Corporate Hunger Games

In The Hunger Games series the overlords keep rule over the people by conducting an annual battle to the death between adolescent representatives from each of the 12 districts of Panem.  The Hunger Games are battles designed to lethally weed out the weak and reward the winner with eternal glory.  The organisers manipulate the game so that any attempt to forge alliances is punished and blood-thirsty competition is encouraged.  Does this environment bring out the best in people?  It certainly focuses the mind on what it takes to survive but at the cost of everyone else.  It seems that in the corporate world we have adopted a similar philosophy and baked it into our performance management systems.

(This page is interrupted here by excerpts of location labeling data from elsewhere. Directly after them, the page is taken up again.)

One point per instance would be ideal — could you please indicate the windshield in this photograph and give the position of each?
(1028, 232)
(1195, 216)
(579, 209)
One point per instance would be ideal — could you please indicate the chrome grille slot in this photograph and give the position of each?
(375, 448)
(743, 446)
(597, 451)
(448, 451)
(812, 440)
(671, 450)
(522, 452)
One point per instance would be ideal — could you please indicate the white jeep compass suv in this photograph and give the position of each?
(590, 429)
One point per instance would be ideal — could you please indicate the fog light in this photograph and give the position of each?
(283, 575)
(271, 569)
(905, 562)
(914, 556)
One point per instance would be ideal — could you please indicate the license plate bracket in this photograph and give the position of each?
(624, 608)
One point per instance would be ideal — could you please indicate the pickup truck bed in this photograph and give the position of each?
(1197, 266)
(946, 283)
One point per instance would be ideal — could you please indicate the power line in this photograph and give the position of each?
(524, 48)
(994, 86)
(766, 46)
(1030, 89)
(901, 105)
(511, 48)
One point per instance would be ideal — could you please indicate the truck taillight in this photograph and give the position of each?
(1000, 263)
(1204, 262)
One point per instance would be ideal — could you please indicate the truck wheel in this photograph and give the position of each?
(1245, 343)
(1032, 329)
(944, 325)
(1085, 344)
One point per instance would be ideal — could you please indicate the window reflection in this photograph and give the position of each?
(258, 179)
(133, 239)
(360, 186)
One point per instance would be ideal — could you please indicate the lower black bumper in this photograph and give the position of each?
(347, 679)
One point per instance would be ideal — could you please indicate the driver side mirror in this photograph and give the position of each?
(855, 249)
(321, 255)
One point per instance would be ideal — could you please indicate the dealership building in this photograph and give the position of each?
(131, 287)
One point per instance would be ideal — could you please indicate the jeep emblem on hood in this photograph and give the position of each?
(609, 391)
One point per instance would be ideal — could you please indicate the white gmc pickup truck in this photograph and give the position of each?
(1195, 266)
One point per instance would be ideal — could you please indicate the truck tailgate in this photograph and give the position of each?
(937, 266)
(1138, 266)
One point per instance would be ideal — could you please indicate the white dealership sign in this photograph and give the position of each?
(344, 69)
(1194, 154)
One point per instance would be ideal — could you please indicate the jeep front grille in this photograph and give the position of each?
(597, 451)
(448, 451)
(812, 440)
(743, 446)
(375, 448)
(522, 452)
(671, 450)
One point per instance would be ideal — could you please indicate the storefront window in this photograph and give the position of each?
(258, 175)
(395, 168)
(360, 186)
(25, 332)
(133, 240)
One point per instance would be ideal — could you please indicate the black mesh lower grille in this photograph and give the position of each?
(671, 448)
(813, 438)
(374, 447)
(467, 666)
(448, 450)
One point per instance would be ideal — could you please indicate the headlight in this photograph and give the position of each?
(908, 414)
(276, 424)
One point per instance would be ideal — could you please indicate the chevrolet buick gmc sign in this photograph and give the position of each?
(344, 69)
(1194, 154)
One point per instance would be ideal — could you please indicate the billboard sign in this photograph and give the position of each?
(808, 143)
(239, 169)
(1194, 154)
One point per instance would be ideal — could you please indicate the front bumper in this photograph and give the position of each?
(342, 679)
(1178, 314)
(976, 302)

I was in Africa recently helping a client with their people driven transformation.  The subject of performance management came up.  They told me that the culture in Africa is centred around relationships and African people are quick to become good friends with their colleagues.  The adoption of western performance management techniques of force ranking to a bell curve, giving tough feedback and managing out the bottom performers is at odd to their values yet African companies face pressure into adopting such practices since this is what is taught in Business Schools and deemed to be best practice.  

I am all for objective setting as it provides alignment and when used well gives a clear sense of priority.  It allows employees to see how their work fits into the overall purpose of the company. However I do not see individual objective setting as an effective mechanism for driving performance.  In fact I would argue that current practices are counter-productive.  If an employee knows there is a finite number of ratings at each appraisal rating level and there is a fixed bonus pool that will be allocated out based on each rating then they are less not more likely to collaborate for success.  Just like the participants in the Hunger Games someone else’s loss is their gain.

The highest performing teams are typically in sport or the military where teams win or lose collectively and there is far less emphasis on individual performance management.  It is time for corporates to start to rethink how to get the best from their employees collectively.  Leaders need to stop thinking like 19th Century industrialists assuming that workers will try and do as little as possible and start to create environments where everyone can do their best work.

And to my new friends in Africa I would suggest that you should stop trying to emulate Western practices and develop a performance management system that celebrates the African relationships that are at the heart of your culture and not destroy them. Then we can all learn from you.